Willie_SuttonBut there’s another way of identifying high value data that isn’t usually discussed – just take a look at what data your government is charging a fee for. Bingo, if people are willing to pay for data, it’s by definition “high value data.” New York City’s Open Data initiative scored a big success when it got the Department of City Planning to publish PLUTO and tax-lot data, and when the Department of Finance did the same with ACRIS property records. Previously, the data was either available for a fee or via online forms which allowed one search at a time. Now, both data sets can be downloaded in a machine-readable format. Neither the city nor the state keep a central directory of all data sets that they charge a fee for, but odds are good that they both still do.
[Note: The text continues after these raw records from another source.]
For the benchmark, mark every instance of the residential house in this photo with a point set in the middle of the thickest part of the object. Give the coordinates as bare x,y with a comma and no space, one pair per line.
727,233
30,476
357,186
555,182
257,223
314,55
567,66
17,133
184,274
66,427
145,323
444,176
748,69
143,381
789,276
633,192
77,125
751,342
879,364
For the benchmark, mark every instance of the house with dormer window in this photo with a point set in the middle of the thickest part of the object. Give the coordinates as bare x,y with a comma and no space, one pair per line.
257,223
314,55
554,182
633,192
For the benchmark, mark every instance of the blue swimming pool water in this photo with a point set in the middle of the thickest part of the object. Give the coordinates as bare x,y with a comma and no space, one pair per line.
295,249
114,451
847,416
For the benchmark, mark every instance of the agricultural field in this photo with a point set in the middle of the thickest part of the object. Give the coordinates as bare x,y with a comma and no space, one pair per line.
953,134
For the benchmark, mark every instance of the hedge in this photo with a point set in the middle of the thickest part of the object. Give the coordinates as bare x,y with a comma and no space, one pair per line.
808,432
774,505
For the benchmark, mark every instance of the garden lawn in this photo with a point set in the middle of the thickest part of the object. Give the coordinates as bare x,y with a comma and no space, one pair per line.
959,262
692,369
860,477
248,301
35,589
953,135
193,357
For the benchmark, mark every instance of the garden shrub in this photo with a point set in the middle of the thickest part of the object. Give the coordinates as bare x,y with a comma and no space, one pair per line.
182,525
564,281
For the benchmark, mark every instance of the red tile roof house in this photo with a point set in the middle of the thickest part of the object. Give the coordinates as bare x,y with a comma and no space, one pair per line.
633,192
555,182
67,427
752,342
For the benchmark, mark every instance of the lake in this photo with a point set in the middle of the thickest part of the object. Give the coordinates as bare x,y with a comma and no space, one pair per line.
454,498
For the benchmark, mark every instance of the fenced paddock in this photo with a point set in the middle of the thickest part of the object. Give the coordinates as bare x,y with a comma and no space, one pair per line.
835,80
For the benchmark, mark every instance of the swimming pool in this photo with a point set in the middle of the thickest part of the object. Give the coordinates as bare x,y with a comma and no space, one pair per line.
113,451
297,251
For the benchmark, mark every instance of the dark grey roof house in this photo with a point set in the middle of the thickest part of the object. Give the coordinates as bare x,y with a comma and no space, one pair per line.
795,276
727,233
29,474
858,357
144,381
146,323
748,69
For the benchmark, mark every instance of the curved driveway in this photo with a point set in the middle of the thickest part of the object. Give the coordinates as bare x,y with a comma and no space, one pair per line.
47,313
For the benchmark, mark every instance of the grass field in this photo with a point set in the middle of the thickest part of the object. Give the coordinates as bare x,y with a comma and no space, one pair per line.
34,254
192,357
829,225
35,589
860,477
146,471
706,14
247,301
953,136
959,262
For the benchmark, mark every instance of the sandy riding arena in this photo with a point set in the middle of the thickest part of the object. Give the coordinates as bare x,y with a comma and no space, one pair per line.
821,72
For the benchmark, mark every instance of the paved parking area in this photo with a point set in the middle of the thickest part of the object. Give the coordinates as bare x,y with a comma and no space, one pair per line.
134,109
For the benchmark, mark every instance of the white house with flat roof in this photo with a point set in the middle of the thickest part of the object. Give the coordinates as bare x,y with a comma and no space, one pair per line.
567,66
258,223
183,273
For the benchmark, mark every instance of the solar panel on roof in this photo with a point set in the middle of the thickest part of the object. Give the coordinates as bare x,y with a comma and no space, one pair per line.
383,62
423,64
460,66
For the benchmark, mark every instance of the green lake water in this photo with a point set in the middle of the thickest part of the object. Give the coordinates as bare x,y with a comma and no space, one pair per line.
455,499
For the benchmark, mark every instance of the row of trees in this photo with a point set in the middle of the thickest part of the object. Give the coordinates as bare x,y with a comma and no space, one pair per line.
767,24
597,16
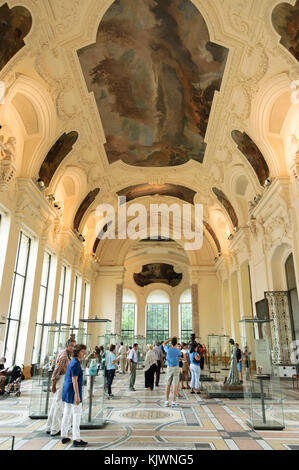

But what about the foregone revenue? Shouldn’t taxpayers get a return from all of that expensive data? Yes! Of course we should. But there is a very strong case to be made that this data generates a far higher overall return for tax-payers when it can be used freely by a large universe of developers, data scientists, and researchers than by a small number who pay a fee which doesn’t generate much revenue. PLUTO, for instance, grossed roughly $250k/year for the Department of City Planning when it was for sale. Millions of dollars of taxpayer money went into creating the PLUTO database and keeping it updated, and there is no realistic way to recoup that cost. So, the debate is how to get the biggest bang for the buck from the heavily subsidized data, not to recover a small portion of its cost. We believe it is a false economy to nickel and dime the public with fees to use data our taxes already paid for.

Back to the matter at hand; Willie Sutton was a real bank robber and Greenpoint, Brooklyn native who probably never said that he “robbed banks because that’s where the money is.” But whether or not Willie said it, you can take that advice, follow the money, and figure out where the “high value data” is locked up.